Clean coal technology moves toward power plant integration
Powered by $7.5 million in federal and state funding, chemical engineering researchers are advancing their iron-based coal direct chemical looping (CDCL) technology closer to commercialization.
Liang-Shih Fan, distinguished professor of chemical and biomolecular engineering and director of Ohio State’s Clean Energy Research Laboratory, pioneered the CDCL technology, which chemically harnesses coal’s energy and efficiently captures the carbon dioxide produced before it can be released into the atmosphere. His research team recently began two new projects co-funded by the Department of Energy’s National Energy Technology Laboratory and the Ohio Development Services Agency.
One of the projects is focused on completing the front-end engineering design of a 10 MWe (megawatts electric) CDCL large pilot plant. The Ohio State research team has successfully demonstrated a 25 kWth (kilowatts thermal) sub-pilot CDCL process for more than 1,000 hours of operation, testing a wide range of solid fuels from anthracite coals to lignite and biomass. One MWe can power approximately 750 homes.
Babcock & Wilcox Company, Inc. (B&W) is leading the commercial design effort for this novel technology. Research and testing of a 250 kWth CDCL small pilot unit are ongoing at the B&W Research Center in Barberton, Ohio, and at Ohio State’s labs.
In a chemical-looping system, a metal oxide, such as iron oxide, provides the oxygen for combustion. The metal oxide reacts with the fuel in the reducer, donating its oxygen to produce a highly concentrated stream of carbon dioxide. The reduced metal cycles to an oxidation chamber, the combustor, where the metal oxide is regenerated by contact with air. The metal oxide is then reintroduced into the reducer, thus completing the loop. The oxygen carrier oxidation reaction releases a large amount of heat for steam production. The produced steam is sent to a steam turbine for electricity generation.
“In the simplest sense, combustion is a chemical reaction that consumes oxygen from air and produces heat,” Fan said. “We found a way to release the heat and easily contain the carbon dioxide produced. We carefully control the chemical reaction so that the coal is consumed chemically, and the carbon dioxide is inherently produced as a concentrated gas that can be directly stored and/or utilized.”
The design of the 10 MWe large pilot plant will incorporate advanced combustion and control features that have been verified through performance testing on the 25 kWth sub-pilot unit at Ohio State and further testing in a 250 kWth pilot at B&W currently in operation.
“The reason we’ve been so successful is how simple and effective our reactor system design really is compared to other groups working with chemical looping,” said Research Assistant Professor Andrew Tong.
Tong is the principal investigator on the team’s second project receiving funding, aimed at improving the heat exchanger network design and optimizing the process efficiency for the CDCL technology.
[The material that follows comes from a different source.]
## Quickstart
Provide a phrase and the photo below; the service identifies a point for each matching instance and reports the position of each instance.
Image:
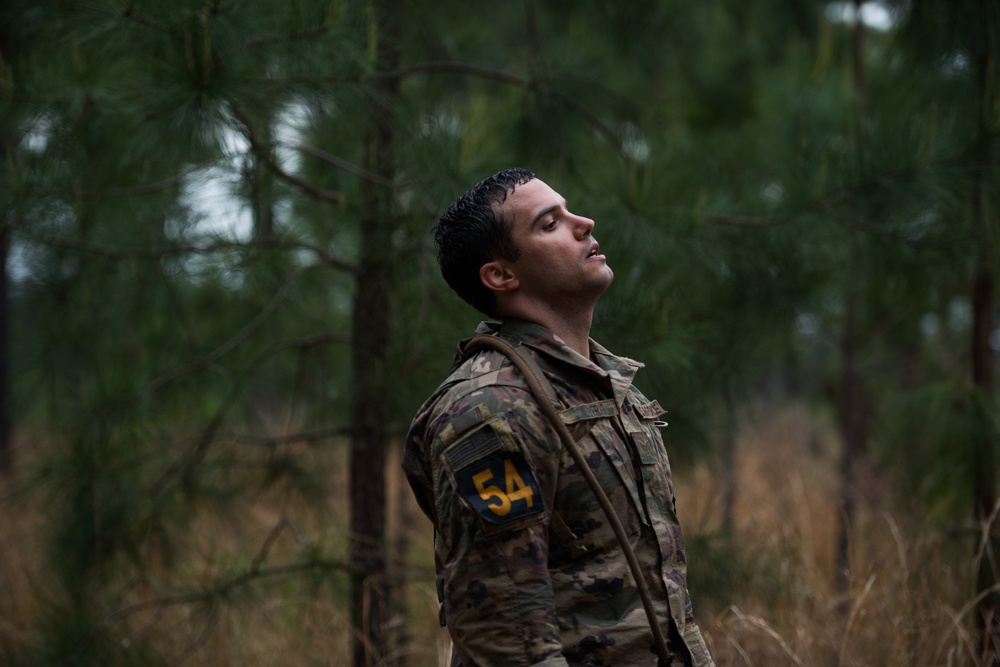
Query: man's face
(559, 264)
This project also entails dynamic modeling of the 10 MWe CDCL process, which will directly influence the eventual design and operation control of the large pilot plant. B&W is a sub-awardee of this project as well.
“Researchers here at Ohio State are working to scale up the technology, looking at how we can use and size the different reactor components and systems, and understanding the reaction kinetics of materials and hydrodynamics of the flow in each,” explained Tong. “B&W’s role will be to come up with the detailed designs of the reactors, heat exchangers, and interconnected components for power plant-wide integration.”
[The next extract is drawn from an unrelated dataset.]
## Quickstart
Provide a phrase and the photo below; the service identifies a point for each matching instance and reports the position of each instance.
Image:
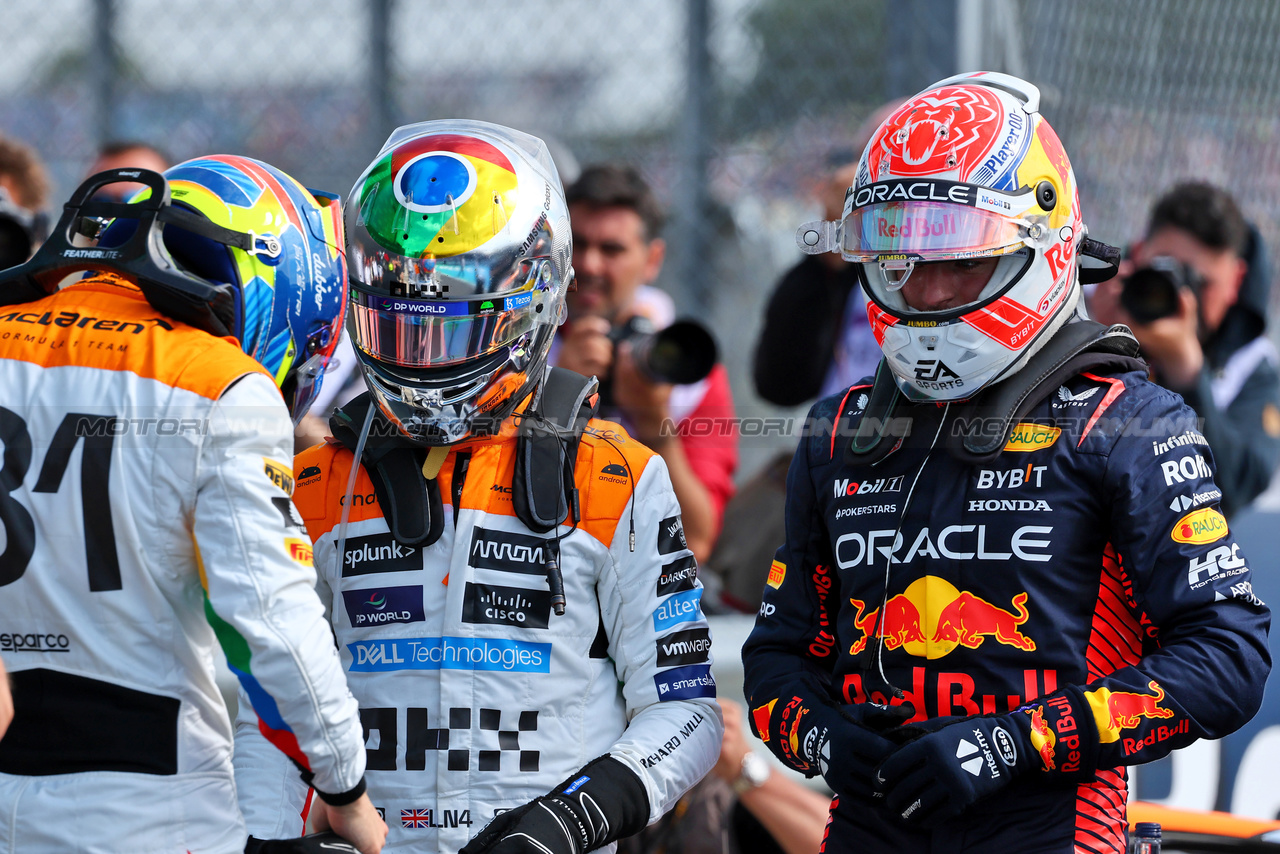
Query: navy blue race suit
(1089, 552)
Projects funded by DOE’s Advanced Combustion Systems Program—including those at Ohio State—are focused on driving down costs and collecting engineering data for scale-up of advanced coal-based power systems. The program’s goal is to develop technologies that capture greater than 90 percent of the CO2 without the need for post-combustion capture systems. According to Tong, Ohio State’s CDCL system is achieving a 96.5 percent capture rate.
“For utility companies, the primary benefit of our CDCL technology is regulation compliance in a very efficient manner,” said Tong. “For the benefit of us all, it reduces greenhouse gas emissions from power plants.”
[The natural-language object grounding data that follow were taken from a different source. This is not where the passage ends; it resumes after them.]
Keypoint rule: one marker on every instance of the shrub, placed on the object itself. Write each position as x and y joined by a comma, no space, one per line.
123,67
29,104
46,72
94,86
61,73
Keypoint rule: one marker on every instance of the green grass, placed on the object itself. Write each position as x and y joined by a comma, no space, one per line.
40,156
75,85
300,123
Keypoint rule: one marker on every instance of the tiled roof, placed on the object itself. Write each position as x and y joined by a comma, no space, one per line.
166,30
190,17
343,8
Industry partners involved in one or both projects include Particulate Solid Research, Inc. (PSRI), Johnson Matthey Company, Electric Power Research Institute (EPRI), Clear Skies Consulting and Nexant. Dover (Ohio) Light & Power is also a partner and a possible test site host for the 10MWelarge pilot plant.
Tong added that if all goes well, the 10 MWe power plant could be in development by 2020.